AURIX™ TC4xx - Parallel Processing Unit (PPU) for Multi-Layer- Perceptron (MLP) based Direction of Arrival Estimation

Konferenz: AmE 2022 – Automotive meets Electronics - 13. GMM-Symposium
29.09.2022 - 30.09.2022 in Dortmund, Germany

Tagungsband: GMM-Fb. 104: AmE 2022

Seiten: 6Sprache: EnglischTyp: PDF

Autoren:
Hassan, Muhammad; Walluszik, Konrad (Infineon Technologies AG, Neubiberg, Germany)

Inhalt:
Among the major megatrends in the automotive industry is the development of advanced driver assistance systems (ADAS). Extracting relevant information from radar sensor data is crucial and techniques based on artificial neural networks show great results for high resolution direction of arrival (DoA) estimation. At the same time, it is seen that artificial intelligence (AI) applications have different requirements regarding compute and memory than traditional algorithms.
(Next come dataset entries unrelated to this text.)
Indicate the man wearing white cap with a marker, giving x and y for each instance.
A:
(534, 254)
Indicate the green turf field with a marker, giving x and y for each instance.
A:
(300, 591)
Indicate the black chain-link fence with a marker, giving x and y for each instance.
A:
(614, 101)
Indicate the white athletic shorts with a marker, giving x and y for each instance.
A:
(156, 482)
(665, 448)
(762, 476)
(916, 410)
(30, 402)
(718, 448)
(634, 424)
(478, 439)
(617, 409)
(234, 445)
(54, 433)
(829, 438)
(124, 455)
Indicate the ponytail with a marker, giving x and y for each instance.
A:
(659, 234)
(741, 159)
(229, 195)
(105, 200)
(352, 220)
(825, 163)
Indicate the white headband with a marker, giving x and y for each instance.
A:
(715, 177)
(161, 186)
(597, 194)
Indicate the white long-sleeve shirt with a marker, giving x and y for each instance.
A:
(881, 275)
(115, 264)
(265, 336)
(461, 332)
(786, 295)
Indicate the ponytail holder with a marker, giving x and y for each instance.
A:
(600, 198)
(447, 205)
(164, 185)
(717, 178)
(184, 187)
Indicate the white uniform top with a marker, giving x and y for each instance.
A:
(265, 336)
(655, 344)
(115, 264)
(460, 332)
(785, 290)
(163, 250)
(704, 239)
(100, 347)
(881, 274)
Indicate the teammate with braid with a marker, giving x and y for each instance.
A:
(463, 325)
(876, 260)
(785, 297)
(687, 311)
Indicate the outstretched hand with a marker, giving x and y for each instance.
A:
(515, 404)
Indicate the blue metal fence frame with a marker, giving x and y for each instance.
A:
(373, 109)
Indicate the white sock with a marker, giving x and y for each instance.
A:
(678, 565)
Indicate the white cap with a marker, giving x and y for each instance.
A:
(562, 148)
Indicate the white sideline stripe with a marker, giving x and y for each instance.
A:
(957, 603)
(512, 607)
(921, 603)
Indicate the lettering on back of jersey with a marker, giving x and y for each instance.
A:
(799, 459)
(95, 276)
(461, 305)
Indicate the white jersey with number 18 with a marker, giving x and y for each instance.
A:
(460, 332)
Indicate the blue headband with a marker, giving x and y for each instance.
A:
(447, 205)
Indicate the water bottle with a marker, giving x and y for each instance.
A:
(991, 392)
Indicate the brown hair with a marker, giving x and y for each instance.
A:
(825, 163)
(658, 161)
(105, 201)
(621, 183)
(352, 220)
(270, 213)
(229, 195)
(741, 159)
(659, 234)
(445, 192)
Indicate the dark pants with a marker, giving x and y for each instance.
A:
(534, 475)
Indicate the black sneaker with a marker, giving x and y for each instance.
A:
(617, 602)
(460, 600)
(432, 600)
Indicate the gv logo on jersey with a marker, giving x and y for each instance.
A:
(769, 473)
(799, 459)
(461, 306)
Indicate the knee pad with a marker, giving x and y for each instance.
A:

In this paper, Multi-Layer-Perceptron (MLP) based high resolution DoA estimation method is described which is capable to deliver superior results on synthetic radar data. The workflow to generate an optimized embedded implementation for a Vector DSP architecture is also demonstrated. The execution performance is measured on an cycle approximate model and the results are discussed in the radar application context.